Al Jazeera’s Marwan Bishara noted the irony: “In terms of the United States, here is a country that has spent trillions of dollars in Iraq 16 years after its invasion and occupation to wins the hearts and minds of the Iraqi people, and ends up having its embassy surrounded the way it is,” he said, pointing out that the U.S. “doesn’t have much of an alliance either on the street or government institutions within Iraq.”
Secretary of State Mike Pompeo, in his usual imperious way, described Sunday’s airstrikes as “self-defense” for what Washington has called a growing number of “attacks” on U.S. interests in the region. He described Kata’ib Hezbollah as an arm of the Iranian government, which the U.S. has blamed for attacks on Saudi oil facilities and oil tankers in the Gulf, among other transgressions. However, it turns out that Kata’ib Hezbollah is a member of Iraq’s Popular Mobilization Forces, an umbrella organization of militias that helped the U.S. dispel ISIS from Iraq.

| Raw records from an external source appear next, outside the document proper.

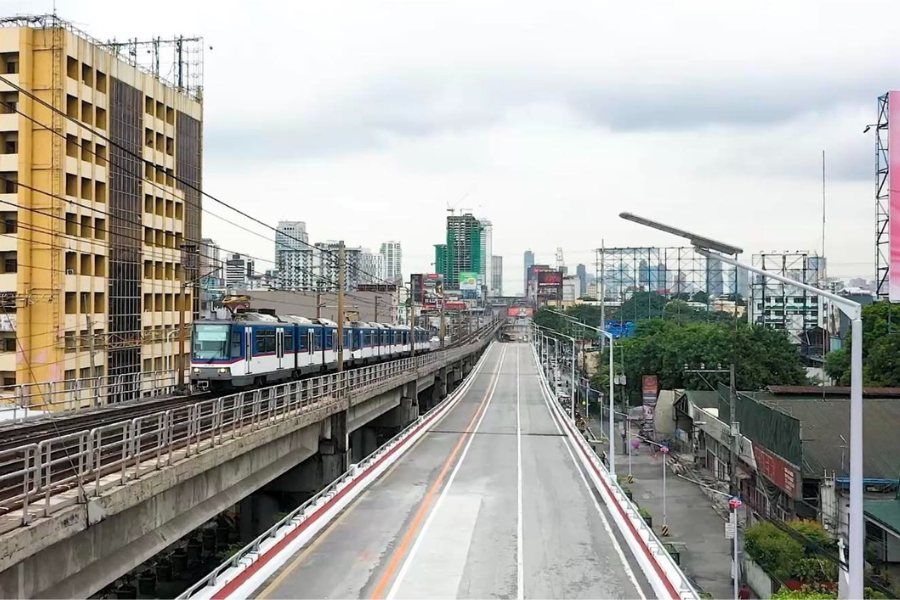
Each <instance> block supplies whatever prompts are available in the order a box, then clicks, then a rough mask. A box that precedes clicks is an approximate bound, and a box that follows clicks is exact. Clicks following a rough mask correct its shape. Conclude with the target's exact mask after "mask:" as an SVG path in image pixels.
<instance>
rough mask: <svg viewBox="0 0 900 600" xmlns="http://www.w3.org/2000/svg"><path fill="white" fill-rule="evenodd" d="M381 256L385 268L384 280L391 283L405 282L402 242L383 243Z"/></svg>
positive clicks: (384, 268)
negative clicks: (403, 273) (404, 278)
mask: <svg viewBox="0 0 900 600" xmlns="http://www.w3.org/2000/svg"><path fill="white" fill-rule="evenodd" d="M379 254H381V263H382V265H383V268H384V279H385V280H387V281H389V282H391V283H399V282H401V281H403V251H402V250H401V249H400V242H394V241H390V242H383V243H382V244H381V250H379Z"/></svg>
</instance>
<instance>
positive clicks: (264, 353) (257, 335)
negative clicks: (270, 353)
mask: <svg viewBox="0 0 900 600" xmlns="http://www.w3.org/2000/svg"><path fill="white" fill-rule="evenodd" d="M256 352H257V354H266V353H269V352H275V332H274V331H259V332H257V334H256Z"/></svg>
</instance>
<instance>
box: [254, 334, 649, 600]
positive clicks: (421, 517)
mask: <svg viewBox="0 0 900 600" xmlns="http://www.w3.org/2000/svg"><path fill="white" fill-rule="evenodd" d="M474 377H475V380H474V382H473V384H472V386H471V388H470V389H469V390H468V391H467V392H466V394H465V395H464V396H463V398H462V399H461V400H460V402H459V403H458V404H457V405H456V406H455V407H454V408H453V409H452V410H451V411H450V412H449V413H448V414H447V415H446V416H445V417H444V418H443V419H442V420H441V421H440V422H439V423H437V424H436V425H435V426H434V427H433V428H432V429H431V430H430V431H429V432H428V433H427V434H426V435H425V436H424V437H422V438H421V439H420V440H419V442H417V444H416V445H415V447H413V448H411V449H410V450H409V451H408V452H407V453H406V454H405V455H404V456H403V457H402V458H401V459H400V460H398V461H397V463H395V464H394V466H393V467H392V468H391V469H390V470H389V471H387V472H386V473H385V474H384V475H383V476H382V477H381V478H380V479H379V480H378V481H376V482H375V483H374V484H373V485H372V486H371V487H370V488H369V489H368V490H367V491H366V492H364V493H363V494H362V495H361V496H360V497H359V498H358V499H357V500H356V501H355V502H354V503H353V504H351V505H350V506H348V507H347V509H346V510H345V511H344V512H343V513H342V514H341V515H340V516H339V517H338V518H337V519H336V520H335V521H334V522H333V523H332V524H331V525H329V526H328V527H327V528H326V529H325V530H324V531H323V532H322V533H321V534H320V535H319V536H318V537H317V538H316V539H314V540H313V541H312V542H311V543H310V544H309V545H308V546H307V547H306V548H304V549H303V550H302V551H301V552H299V553H298V554H297V555H296V556H294V557H292V558H291V559H290V560H289V561H288V562H287V563H286V564H285V566H284V567H283V568H282V569H281V570H280V571H279V572H278V573H276V574H275V575H273V576H272V577H271V578H270V579H269V581H267V582H266V583H265V584H264V585H263V586H262V587H261V588H260V589H259V590H257V593H256V597H258V598H644V597H651V596H652V591H651V589H650V587H649V585H648V583H647V582H646V580H645V578H644V576H643V574H642V573H641V571H640V569H639V567H638V566H637V564H636V563H635V562H634V560H633V558H632V557H631V556H630V555H629V554H628V552H629V551H628V548H627V546H626V545H625V544H624V542H622V541H621V540H620V539H619V538H618V532H614V531H613V529H612V528H614V527H615V524H614V523H612V521H611V520H610V517H609V513H608V512H607V511H606V508H605V507H603V506H602V501H601V500H600V499H599V496H598V495H597V493H596V492H595V490H594V489H593V488H592V487H589V484H588V480H587V478H586V475H585V473H584V472H583V471H582V468H581V466H580V464H576V461H575V455H574V451H573V450H572V449H571V448H570V446H569V442H568V441H567V440H566V438H564V437H563V435H562V433H561V431H560V429H559V427H557V425H556V423H555V421H554V419H553V417H552V416H551V413H550V409H549V406H548V405H547V404H546V402H547V401H546V400H545V398H544V397H543V395H542V393H541V390H540V387H539V384H538V376H537V371H536V365H535V362H534V359H533V355H532V352H531V348H530V346H528V345H527V344H523V343H506V344H500V343H498V344H494V345H493V346H492V348H491V349H490V350H489V353H488V355H487V356H486V358H485V360H484V361H483V363H482V366H481V369H480V371H479V372H478V373H477V374H475V375H474Z"/></svg>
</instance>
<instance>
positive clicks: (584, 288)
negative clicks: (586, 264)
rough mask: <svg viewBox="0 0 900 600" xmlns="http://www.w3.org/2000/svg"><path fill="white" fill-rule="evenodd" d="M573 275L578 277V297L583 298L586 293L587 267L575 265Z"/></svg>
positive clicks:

We don’t know why these fighters were targeting the K1 base but they weren’t some rag tag group sent into Iraq and Syria by the Iranian ayatollahs—they played an integral role in the Iraqi resistance to the Islamic State occupation of their country, which took three years and heavy casualties to break. They remain integrated into the Iraqi armed forces, which would account for not only the protests today, but the new calls to re-examine the U.S.-Iraqi relationship in parliament. Furthermore, the PMF has vowed its own retribution:
“Our response will be very tough on the American forces in Iraq,” said senior PMF commander Jamal Jaafar Ibrahimi, also known as Abu Mahdi al-Mohandes, vowing to seek revenge against US forces in Iraq.
It would seem that in their myopic zeal to go after their Iranian nemesis (note that the only world leader to “congratulate” Trump for the airstrikes has been Israel’s Benjamin Netanyahu), the Americans have alienated the one ally it should have in the region. As my colleagues have noted over the last few days, this could be the war that the Trump Administration wanted to avoid, just hours before we ring in 2020.